Pour les déçus du quinquennat, Le député LREM proposait – sans préciser si c’est toujours JM Blanquer qui serait aux manettes – « un nouveau pacte avec les professeurs. Ils doivent être remis au centre, respectés, protégés aussi. » Mes oreilles entendaient « blablabla ». Mais il ajoutait vouloir développer « la capacité pour les établissements de pouvoir porter des projets pédagogiques propres. » Cette fois, il avait un exemple concret et reprenait les annonces faites à Marseille et vouloir « avoir une capacité de recrutement des enseignants, de pouvoir faire varier leur rémunération (…) En espérant le généraliser dans tout le pays. » Cette fois, on a de bonnes raisons de s’inquiéter. Il s’agit bien du recrutement des enseignants directement par les directeurs d’école. Ce qui signifie que si ça ne fonctionne pas correctement, c’est à cause des enseignants, puisqu’en les recrutant autrement, on en aurait de meilleurs ou de plus motivés. Pour le respect et la protection, on ira voir ailleurs. Quant à la variation de la rémunération, rappelons qu’en pratique, à budget constant, si vous gagnez 30€ de plus, ils sont pris dans la poche du collègue.
En écoutant l’interview, je n’étais pas très étonné de ce que j’entendais. En lisant entre les lignes, le catéchisme classique : l’individualisation des carrières avec son corollaire, l’atomisation des personnels et la disparition des solidarités collectives.
Mais S. Guerini est un professionnel, il mène ses entretiens en donnant du rythme, en alternant le sombre et le lumineux.
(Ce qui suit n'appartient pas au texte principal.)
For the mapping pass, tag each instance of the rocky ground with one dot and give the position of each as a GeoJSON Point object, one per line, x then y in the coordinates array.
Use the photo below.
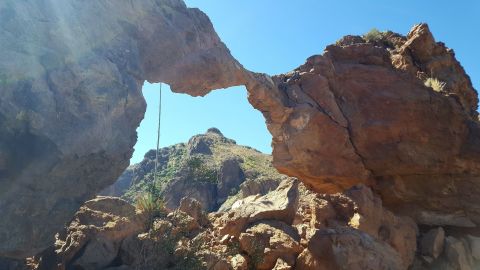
{"type": "Point", "coordinates": [210, 168]}
{"type": "Point", "coordinates": [381, 132]}
{"type": "Point", "coordinates": [290, 227]}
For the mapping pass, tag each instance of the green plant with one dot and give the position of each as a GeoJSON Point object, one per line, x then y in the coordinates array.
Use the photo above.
{"type": "Point", "coordinates": [152, 205]}
{"type": "Point", "coordinates": [373, 35]}
{"type": "Point", "coordinates": [435, 84]}
{"type": "Point", "coordinates": [200, 171]}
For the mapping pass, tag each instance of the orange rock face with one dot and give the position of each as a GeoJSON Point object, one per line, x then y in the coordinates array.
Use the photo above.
{"type": "Point", "coordinates": [362, 113]}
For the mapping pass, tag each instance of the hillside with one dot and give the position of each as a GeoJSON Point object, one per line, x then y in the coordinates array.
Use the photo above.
{"type": "Point", "coordinates": [210, 168]}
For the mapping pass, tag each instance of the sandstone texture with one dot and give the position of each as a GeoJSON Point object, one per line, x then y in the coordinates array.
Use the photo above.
{"type": "Point", "coordinates": [362, 113]}
{"type": "Point", "coordinates": [384, 128]}
{"type": "Point", "coordinates": [291, 227]}
{"type": "Point", "coordinates": [71, 74]}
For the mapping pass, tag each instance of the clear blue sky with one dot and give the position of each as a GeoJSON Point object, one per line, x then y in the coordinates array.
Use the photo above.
{"type": "Point", "coordinates": [275, 36]}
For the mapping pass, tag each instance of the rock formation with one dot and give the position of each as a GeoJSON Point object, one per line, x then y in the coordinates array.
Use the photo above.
{"type": "Point", "coordinates": [71, 74]}
{"type": "Point", "coordinates": [395, 113]}
{"type": "Point", "coordinates": [361, 113]}
{"type": "Point", "coordinates": [210, 168]}
{"type": "Point", "coordinates": [288, 228]}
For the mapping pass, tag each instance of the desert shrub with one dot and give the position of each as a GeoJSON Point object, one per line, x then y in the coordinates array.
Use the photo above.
{"type": "Point", "coordinates": [199, 170]}
{"type": "Point", "coordinates": [435, 84]}
{"type": "Point", "coordinates": [373, 35]}
{"type": "Point", "coordinates": [152, 205]}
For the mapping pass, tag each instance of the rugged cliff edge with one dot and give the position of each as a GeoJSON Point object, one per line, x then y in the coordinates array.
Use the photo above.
{"type": "Point", "coordinates": [397, 113]}
{"type": "Point", "coordinates": [210, 168]}
{"type": "Point", "coordinates": [71, 74]}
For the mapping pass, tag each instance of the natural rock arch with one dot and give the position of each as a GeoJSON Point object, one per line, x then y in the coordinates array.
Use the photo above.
{"type": "Point", "coordinates": [71, 102]}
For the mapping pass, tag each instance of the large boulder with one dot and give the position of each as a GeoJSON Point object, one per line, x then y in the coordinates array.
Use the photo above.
{"type": "Point", "coordinates": [71, 74]}
{"type": "Point", "coordinates": [94, 237]}
{"type": "Point", "coordinates": [368, 112]}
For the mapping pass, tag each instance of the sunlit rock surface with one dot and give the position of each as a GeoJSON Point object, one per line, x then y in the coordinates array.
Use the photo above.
{"type": "Point", "coordinates": [362, 113]}
{"type": "Point", "coordinates": [71, 74]}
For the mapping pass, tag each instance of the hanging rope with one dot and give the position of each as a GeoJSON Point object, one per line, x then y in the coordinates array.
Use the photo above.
{"type": "Point", "coordinates": [158, 140]}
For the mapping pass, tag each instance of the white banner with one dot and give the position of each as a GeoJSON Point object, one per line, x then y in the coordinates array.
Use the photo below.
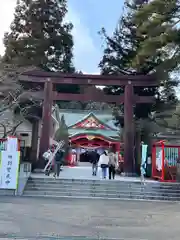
{"type": "Point", "coordinates": [9, 169]}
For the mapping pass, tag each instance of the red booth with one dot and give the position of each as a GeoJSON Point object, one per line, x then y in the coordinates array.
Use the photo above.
{"type": "Point", "coordinates": [164, 161]}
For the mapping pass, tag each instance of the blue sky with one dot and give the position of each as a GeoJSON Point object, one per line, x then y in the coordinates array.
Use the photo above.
{"type": "Point", "coordinates": [88, 17]}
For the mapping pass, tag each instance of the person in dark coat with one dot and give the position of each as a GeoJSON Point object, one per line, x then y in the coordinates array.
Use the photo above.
{"type": "Point", "coordinates": [94, 158]}
{"type": "Point", "coordinates": [58, 162]}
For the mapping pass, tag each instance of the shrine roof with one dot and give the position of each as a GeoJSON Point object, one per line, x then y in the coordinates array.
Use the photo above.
{"type": "Point", "coordinates": [76, 119]}
{"type": "Point", "coordinates": [112, 135]}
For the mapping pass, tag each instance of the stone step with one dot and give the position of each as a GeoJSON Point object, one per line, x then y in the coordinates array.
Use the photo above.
{"type": "Point", "coordinates": [101, 189]}
{"type": "Point", "coordinates": [109, 190]}
{"type": "Point", "coordinates": [103, 183]}
{"type": "Point", "coordinates": [98, 195]}
{"type": "Point", "coordinates": [101, 186]}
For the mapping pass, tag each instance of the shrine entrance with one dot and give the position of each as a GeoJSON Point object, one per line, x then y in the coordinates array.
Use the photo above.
{"type": "Point", "coordinates": [83, 145]}
{"type": "Point", "coordinates": [91, 93]}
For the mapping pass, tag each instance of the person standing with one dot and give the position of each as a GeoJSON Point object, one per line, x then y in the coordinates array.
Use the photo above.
{"type": "Point", "coordinates": [112, 165]}
{"type": "Point", "coordinates": [58, 162]}
{"type": "Point", "coordinates": [103, 163]}
{"type": "Point", "coordinates": [94, 158]}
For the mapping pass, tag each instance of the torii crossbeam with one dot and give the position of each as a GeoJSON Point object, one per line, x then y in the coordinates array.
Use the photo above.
{"type": "Point", "coordinates": [128, 98]}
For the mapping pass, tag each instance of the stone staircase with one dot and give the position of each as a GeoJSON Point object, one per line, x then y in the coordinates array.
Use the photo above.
{"type": "Point", "coordinates": [101, 189]}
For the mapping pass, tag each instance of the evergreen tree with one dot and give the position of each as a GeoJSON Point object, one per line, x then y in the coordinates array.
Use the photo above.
{"type": "Point", "coordinates": [39, 36]}
{"type": "Point", "coordinates": [158, 22]}
{"type": "Point", "coordinates": [121, 52]}
{"type": "Point", "coordinates": [62, 134]}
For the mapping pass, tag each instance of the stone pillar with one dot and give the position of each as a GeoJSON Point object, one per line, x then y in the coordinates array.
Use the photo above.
{"type": "Point", "coordinates": [46, 121]}
{"type": "Point", "coordinates": [34, 141]}
{"type": "Point", "coordinates": [128, 130]}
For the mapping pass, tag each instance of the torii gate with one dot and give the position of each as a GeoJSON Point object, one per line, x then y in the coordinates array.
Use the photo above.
{"type": "Point", "coordinates": [128, 98]}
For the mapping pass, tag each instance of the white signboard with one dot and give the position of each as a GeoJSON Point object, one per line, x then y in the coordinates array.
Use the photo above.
{"type": "Point", "coordinates": [12, 144]}
{"type": "Point", "coordinates": [9, 169]}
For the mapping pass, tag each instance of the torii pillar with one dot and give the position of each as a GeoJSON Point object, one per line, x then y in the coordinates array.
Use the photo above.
{"type": "Point", "coordinates": [129, 165]}
{"type": "Point", "coordinates": [46, 121]}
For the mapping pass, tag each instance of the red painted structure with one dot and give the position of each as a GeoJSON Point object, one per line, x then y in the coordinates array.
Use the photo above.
{"type": "Point", "coordinates": [128, 98]}
{"type": "Point", "coordinates": [166, 172]}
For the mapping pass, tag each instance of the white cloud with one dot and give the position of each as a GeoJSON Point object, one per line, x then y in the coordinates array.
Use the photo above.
{"type": "Point", "coordinates": [86, 54]}
{"type": "Point", "coordinates": [6, 17]}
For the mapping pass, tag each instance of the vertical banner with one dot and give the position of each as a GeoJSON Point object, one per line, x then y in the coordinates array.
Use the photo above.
{"type": "Point", "coordinates": [144, 154]}
{"type": "Point", "coordinates": [9, 169]}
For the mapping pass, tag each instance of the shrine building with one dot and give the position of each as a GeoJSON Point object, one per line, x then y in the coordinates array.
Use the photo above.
{"type": "Point", "coordinates": [91, 130]}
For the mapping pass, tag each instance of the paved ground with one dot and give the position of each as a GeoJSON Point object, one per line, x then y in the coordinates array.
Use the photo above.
{"type": "Point", "coordinates": [85, 172]}
{"type": "Point", "coordinates": [29, 218]}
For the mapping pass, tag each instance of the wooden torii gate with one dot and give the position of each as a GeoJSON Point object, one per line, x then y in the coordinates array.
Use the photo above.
{"type": "Point", "coordinates": [128, 98]}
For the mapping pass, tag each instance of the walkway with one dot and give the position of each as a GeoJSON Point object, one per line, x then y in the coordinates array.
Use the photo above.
{"type": "Point", "coordinates": [84, 171]}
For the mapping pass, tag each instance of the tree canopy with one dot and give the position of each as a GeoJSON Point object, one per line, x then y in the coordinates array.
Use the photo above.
{"type": "Point", "coordinates": [39, 36]}
{"type": "Point", "coordinates": [142, 44]}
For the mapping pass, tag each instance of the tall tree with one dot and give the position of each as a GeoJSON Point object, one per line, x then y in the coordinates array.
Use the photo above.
{"type": "Point", "coordinates": [121, 53]}
{"type": "Point", "coordinates": [39, 36]}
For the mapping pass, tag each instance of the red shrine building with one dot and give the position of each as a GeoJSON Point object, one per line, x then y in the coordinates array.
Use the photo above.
{"type": "Point", "coordinates": [91, 130]}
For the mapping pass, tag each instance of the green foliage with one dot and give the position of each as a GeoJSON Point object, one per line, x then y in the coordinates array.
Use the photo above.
{"type": "Point", "coordinates": [39, 36]}
{"type": "Point", "coordinates": [133, 50]}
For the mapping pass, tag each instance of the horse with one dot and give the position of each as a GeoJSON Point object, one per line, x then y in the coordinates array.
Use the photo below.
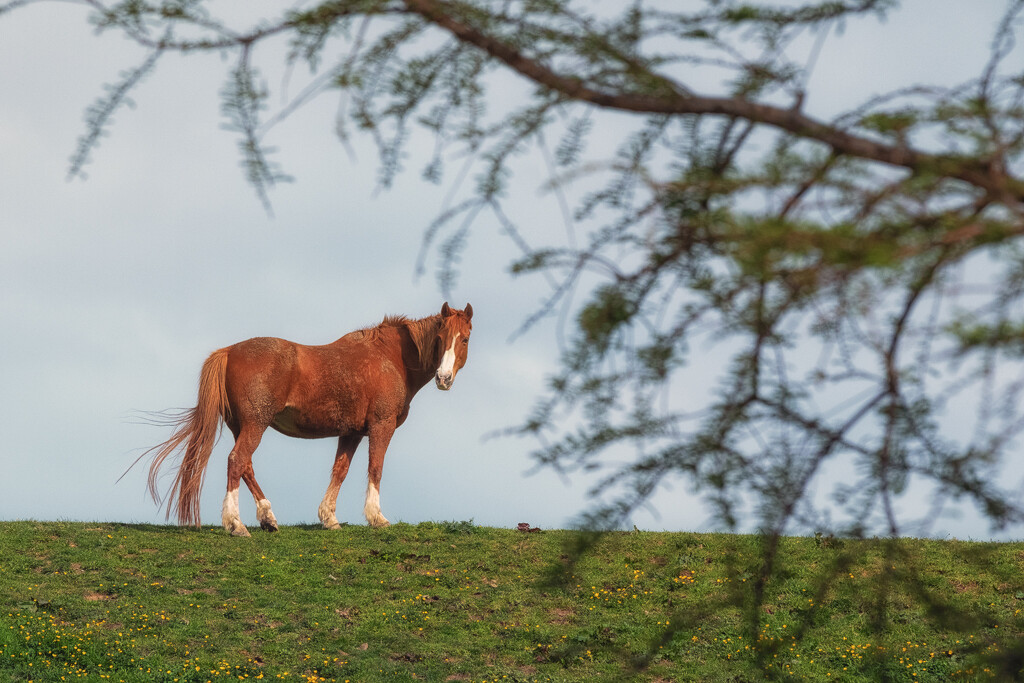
{"type": "Point", "coordinates": [358, 386]}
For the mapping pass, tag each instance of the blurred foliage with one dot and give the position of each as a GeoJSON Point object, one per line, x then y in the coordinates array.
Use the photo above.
{"type": "Point", "coordinates": [852, 284]}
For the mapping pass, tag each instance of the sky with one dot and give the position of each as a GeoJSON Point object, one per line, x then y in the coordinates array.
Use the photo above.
{"type": "Point", "coordinates": [115, 288]}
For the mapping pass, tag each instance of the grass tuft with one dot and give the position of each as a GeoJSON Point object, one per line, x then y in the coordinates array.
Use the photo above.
{"type": "Point", "coordinates": [451, 601]}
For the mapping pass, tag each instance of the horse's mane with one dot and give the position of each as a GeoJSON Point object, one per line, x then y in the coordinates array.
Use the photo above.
{"type": "Point", "coordinates": [421, 331]}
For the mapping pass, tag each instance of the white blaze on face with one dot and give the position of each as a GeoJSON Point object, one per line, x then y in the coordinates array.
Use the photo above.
{"type": "Point", "coordinates": [445, 371]}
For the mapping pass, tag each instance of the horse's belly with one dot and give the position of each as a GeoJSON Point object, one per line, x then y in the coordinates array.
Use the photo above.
{"type": "Point", "coordinates": [293, 423]}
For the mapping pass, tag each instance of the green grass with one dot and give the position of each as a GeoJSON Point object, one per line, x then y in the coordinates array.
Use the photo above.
{"type": "Point", "coordinates": [454, 602]}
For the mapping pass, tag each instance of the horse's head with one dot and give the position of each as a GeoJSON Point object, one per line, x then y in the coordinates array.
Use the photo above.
{"type": "Point", "coordinates": [453, 343]}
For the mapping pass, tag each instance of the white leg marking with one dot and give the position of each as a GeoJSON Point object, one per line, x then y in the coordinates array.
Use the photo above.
{"type": "Point", "coordinates": [445, 371]}
{"type": "Point", "coordinates": [229, 514]}
{"type": "Point", "coordinates": [265, 515]}
{"type": "Point", "coordinates": [372, 509]}
{"type": "Point", "coordinates": [327, 510]}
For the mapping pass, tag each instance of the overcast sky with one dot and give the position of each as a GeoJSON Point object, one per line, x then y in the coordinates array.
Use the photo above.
{"type": "Point", "coordinates": [114, 289]}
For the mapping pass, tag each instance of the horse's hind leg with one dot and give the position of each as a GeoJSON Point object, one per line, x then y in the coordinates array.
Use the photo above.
{"type": "Point", "coordinates": [346, 446]}
{"type": "Point", "coordinates": [380, 436]}
{"type": "Point", "coordinates": [263, 512]}
{"type": "Point", "coordinates": [238, 463]}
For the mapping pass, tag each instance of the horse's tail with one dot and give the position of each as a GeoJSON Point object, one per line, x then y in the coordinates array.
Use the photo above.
{"type": "Point", "coordinates": [199, 429]}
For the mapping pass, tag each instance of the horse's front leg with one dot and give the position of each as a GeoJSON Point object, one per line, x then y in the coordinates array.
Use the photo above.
{"type": "Point", "coordinates": [346, 447]}
{"type": "Point", "coordinates": [380, 436]}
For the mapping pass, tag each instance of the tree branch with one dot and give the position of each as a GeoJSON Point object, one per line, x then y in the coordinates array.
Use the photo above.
{"type": "Point", "coordinates": [979, 174]}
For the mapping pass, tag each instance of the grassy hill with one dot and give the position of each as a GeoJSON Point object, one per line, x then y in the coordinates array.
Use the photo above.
{"type": "Point", "coordinates": [455, 602]}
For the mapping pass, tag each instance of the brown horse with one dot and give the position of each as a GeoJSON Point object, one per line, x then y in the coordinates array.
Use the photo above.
{"type": "Point", "coordinates": [360, 385]}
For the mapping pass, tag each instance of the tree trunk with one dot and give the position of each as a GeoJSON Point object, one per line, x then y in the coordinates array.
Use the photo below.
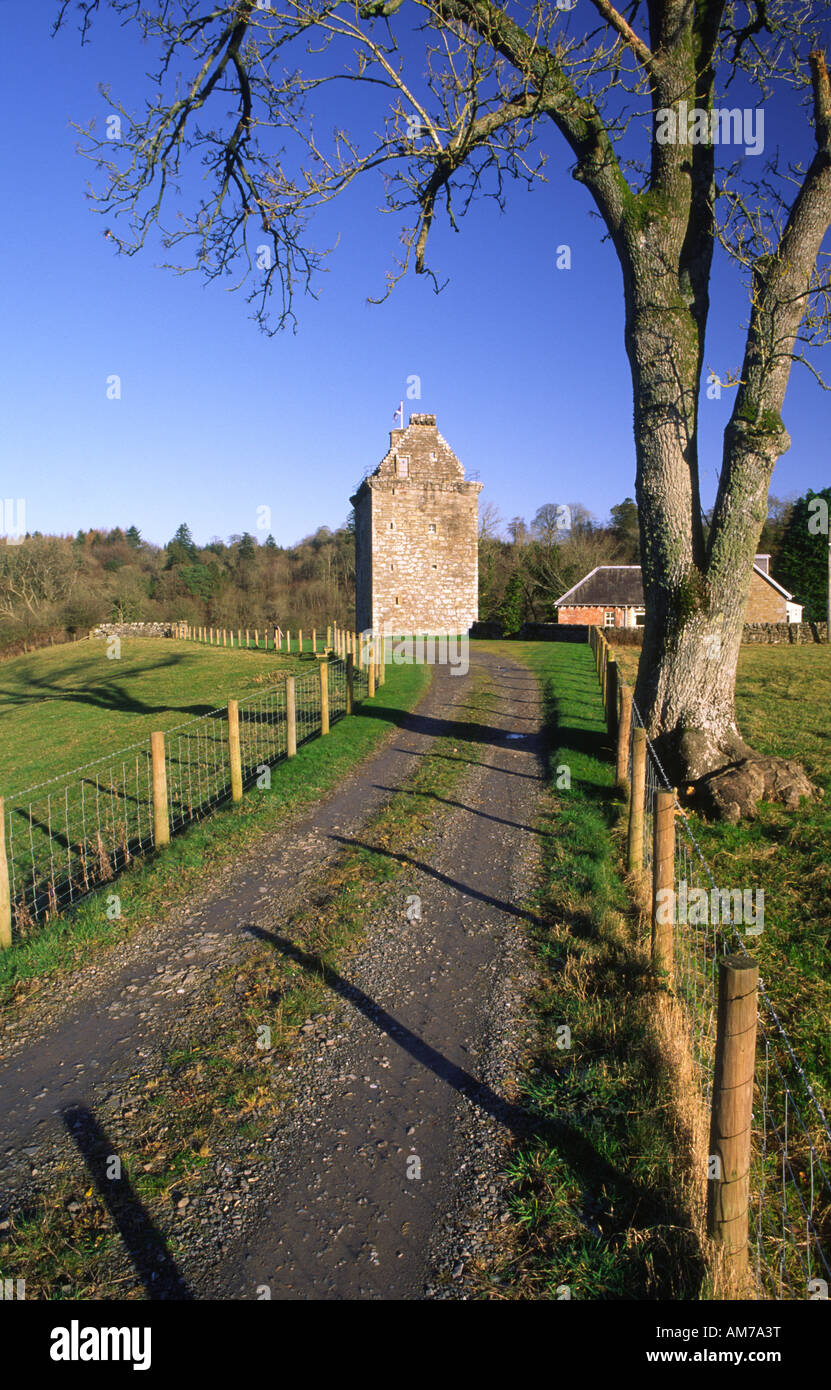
{"type": "Point", "coordinates": [695, 592]}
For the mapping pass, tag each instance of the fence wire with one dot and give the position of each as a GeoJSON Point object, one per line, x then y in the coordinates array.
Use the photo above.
{"type": "Point", "coordinates": [77, 831]}
{"type": "Point", "coordinates": [790, 1228]}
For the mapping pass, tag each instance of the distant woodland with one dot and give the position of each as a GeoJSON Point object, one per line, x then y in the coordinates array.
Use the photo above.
{"type": "Point", "coordinates": [57, 587]}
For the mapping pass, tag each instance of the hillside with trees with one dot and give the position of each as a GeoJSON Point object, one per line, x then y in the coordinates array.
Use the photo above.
{"type": "Point", "coordinates": [56, 587]}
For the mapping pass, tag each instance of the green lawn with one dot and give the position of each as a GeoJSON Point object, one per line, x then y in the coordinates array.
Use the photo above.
{"type": "Point", "coordinates": [599, 1186]}
{"type": "Point", "coordinates": [156, 881]}
{"type": "Point", "coordinates": [63, 706]}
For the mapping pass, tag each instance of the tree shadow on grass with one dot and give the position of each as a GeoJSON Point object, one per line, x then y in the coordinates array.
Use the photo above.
{"type": "Point", "coordinates": [145, 1244]}
{"type": "Point", "coordinates": [110, 695]}
{"type": "Point", "coordinates": [525, 1123]}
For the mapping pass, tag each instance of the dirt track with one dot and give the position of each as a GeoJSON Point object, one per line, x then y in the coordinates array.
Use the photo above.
{"type": "Point", "coordinates": [402, 1112]}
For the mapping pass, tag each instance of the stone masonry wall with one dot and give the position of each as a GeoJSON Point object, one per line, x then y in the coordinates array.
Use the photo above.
{"type": "Point", "coordinates": [417, 537]}
{"type": "Point", "coordinates": [764, 605]}
{"type": "Point", "coordinates": [138, 630]}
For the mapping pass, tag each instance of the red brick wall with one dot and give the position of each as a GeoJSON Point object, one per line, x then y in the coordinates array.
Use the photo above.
{"type": "Point", "coordinates": [588, 615]}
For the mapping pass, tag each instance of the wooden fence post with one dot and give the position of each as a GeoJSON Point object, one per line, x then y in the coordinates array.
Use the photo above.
{"type": "Point", "coordinates": [4, 893]}
{"type": "Point", "coordinates": [728, 1168]}
{"type": "Point", "coordinates": [324, 697]}
{"type": "Point", "coordinates": [624, 729]}
{"type": "Point", "coordinates": [612, 697]}
{"type": "Point", "coordinates": [234, 756]}
{"type": "Point", "coordinates": [635, 848]}
{"type": "Point", "coordinates": [161, 829]}
{"type": "Point", "coordinates": [291, 717]}
{"type": "Point", "coordinates": [663, 879]}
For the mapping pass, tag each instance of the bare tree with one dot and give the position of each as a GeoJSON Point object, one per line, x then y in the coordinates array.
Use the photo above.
{"type": "Point", "coordinates": [491, 521]}
{"type": "Point", "coordinates": [464, 89]}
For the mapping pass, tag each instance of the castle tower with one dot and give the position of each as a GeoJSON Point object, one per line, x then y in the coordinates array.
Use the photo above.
{"type": "Point", "coordinates": [417, 537]}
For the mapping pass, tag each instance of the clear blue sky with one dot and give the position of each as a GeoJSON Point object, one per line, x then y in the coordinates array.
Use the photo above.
{"type": "Point", "coordinates": [523, 363]}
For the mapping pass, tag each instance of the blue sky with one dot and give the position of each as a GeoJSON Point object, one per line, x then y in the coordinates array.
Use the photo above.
{"type": "Point", "coordinates": [523, 363]}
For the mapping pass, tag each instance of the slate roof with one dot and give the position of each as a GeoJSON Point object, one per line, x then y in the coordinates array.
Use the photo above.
{"type": "Point", "coordinates": [620, 585]}
{"type": "Point", "coordinates": [607, 585]}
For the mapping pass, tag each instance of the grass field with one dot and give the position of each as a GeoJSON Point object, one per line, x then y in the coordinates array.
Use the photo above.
{"type": "Point", "coordinates": [159, 881]}
{"type": "Point", "coordinates": [63, 706]}
{"type": "Point", "coordinates": [599, 1189]}
{"type": "Point", "coordinates": [783, 704]}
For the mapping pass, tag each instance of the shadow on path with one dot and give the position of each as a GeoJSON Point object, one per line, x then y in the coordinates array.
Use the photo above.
{"type": "Point", "coordinates": [145, 1244]}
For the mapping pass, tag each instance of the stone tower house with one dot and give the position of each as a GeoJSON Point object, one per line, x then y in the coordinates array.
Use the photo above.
{"type": "Point", "coordinates": [417, 537]}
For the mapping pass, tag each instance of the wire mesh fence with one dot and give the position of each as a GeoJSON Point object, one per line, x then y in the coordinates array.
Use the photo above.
{"type": "Point", "coordinates": [790, 1208]}
{"type": "Point", "coordinates": [77, 831]}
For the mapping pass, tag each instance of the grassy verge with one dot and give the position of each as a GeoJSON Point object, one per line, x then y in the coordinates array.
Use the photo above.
{"type": "Point", "coordinates": [599, 1189]}
{"type": "Point", "coordinates": [161, 883]}
{"type": "Point", "coordinates": [67, 705]}
{"type": "Point", "coordinates": [783, 701]}
{"type": "Point", "coordinates": [218, 1094]}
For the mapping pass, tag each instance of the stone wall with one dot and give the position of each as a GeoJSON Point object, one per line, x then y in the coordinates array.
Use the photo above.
{"type": "Point", "coordinates": [764, 603]}
{"type": "Point", "coordinates": [138, 630]}
{"type": "Point", "coordinates": [417, 537]}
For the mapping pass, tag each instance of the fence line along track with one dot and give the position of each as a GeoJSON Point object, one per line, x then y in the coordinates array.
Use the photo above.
{"type": "Point", "coordinates": [788, 1208]}
{"type": "Point", "coordinates": [74, 833]}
C’est ainsi qu’il commençait à nous faire rire un peu. A nous faire marrer carrément en fait : « Et qui dit autonomie, dit évidemment évaluation (…) Je crois effectivement que c’est attendu par les parents, par les élèves et par les enseignants, pour créer peut-être un peu plus de bonheur à l’école. » Je vous invite à écouter l’interview, il l’a vraiment dit. L’autonomie des établissements nécessiterait donc leur évaluation. Ce serait attendu par tou-te-s – même vous, c’est sûr – et le tout dans le but de créer du bonheur. Si on créait les conditions de la réussite du plus grand nombre, je serais déjà content, mais créer du bonheur…
Et le député et délégué général de La République en Marche de conclure sur l’éducation : « Il est important je pense de se redonner les moyens pour que l’école puisse aussi créer du bien-être, créer du bonheur, parce que c’est comme ça, qu’on va bâtir une société de la compétence. C’est la seule voie, je le disais, pour bâtir un modèle efficace dans la mondialisation. » J’ai fini mon p’tit déjeuner en méditant ses paroles. Le projet est donc de terminer le travail de casse du service public et de destruction de nos statuts, d’atomisation des personnels. Malgré l’inflation, le seul moyen d’augmenter nos revenus sera de faire plus d’heures. Une politique finalement extrêmement violente de destruction, maquillée derrière des mots doux. Le respect, la protection, le bien-être, le bonheur. Cela n’est pas nouveau me direz-vous, mais pour 38% des enseignants, ça va peut-être mieux en le disant.